Литмир - Электронная Библиотека

Богдан не ответил. И никак не отреагировал на неуклюжую попытку ускользнуть от его рук. Он казался неестественно спокойным, и хотя выглядел как обычно, Костя чувствовал, что в нём что-то изменилось. В глазах брата появился непривычный для него насмешливый огонёк.

— Ты хочешь пить, — не спрашивая, а скорее утверждая, сказал он.
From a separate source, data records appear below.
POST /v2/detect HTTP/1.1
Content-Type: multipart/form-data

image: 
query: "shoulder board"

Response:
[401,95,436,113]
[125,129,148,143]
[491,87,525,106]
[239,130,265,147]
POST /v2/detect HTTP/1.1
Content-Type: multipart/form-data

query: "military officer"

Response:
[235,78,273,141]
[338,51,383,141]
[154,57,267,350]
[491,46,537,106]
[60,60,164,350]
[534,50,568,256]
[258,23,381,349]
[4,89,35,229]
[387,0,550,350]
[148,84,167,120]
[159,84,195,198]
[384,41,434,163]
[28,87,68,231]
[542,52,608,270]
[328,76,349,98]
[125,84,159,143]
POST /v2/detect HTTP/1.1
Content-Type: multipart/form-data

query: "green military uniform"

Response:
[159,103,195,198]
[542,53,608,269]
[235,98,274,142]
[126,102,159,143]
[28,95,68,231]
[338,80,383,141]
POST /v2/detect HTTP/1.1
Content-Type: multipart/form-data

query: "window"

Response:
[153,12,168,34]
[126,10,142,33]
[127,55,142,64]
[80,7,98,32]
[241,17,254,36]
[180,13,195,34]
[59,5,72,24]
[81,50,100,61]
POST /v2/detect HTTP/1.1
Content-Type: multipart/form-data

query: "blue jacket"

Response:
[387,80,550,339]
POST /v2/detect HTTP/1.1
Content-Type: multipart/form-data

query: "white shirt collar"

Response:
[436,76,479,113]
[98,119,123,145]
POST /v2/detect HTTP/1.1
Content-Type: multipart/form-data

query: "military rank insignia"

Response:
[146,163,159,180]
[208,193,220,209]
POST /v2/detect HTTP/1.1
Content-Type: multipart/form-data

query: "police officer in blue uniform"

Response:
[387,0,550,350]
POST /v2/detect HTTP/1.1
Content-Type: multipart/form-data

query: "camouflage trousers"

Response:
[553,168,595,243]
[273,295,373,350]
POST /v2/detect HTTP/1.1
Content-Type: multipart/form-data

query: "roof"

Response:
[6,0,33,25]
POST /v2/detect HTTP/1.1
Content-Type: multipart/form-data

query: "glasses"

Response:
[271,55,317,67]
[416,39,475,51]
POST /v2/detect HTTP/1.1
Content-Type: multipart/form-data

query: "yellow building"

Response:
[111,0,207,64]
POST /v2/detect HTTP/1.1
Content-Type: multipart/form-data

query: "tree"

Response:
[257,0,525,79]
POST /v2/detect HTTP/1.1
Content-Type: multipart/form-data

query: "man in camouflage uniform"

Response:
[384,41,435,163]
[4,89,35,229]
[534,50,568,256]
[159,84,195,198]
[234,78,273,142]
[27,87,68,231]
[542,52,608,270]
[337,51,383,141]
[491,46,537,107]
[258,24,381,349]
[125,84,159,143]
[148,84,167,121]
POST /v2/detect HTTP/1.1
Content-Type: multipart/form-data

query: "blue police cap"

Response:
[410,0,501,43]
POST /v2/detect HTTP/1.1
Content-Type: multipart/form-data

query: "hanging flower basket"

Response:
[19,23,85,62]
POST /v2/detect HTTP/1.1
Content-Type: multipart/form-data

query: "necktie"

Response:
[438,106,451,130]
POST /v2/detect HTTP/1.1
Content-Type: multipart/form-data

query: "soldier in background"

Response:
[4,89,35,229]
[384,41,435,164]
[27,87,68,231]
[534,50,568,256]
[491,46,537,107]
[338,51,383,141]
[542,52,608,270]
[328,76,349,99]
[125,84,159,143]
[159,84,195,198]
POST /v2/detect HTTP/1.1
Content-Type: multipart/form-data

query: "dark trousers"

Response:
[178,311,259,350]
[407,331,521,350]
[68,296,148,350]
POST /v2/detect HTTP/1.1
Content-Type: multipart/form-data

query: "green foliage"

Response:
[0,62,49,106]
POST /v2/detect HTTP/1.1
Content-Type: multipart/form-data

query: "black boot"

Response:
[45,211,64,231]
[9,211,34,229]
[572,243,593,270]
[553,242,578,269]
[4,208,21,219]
— Да, — Костя кивнул. Жажда мучила всё сильнее. Он словно не пил несколько дней подряд. — Я что, всю ночь тут провалялся?

— Почти.

Богдан повернулся, отыскивая взглядом что-то за своей спиной. На столике у окна стоял графин с водой и пара стаканов. Наполнив один до половины, он опять наклонился к Косте и, просунув руку ему за спину, осторожно приподнял.

— Только не дёргайся, ладно? — всё тем же мягким, почти вкрадчивым тоном попросил он, поднося стакан к губам брата.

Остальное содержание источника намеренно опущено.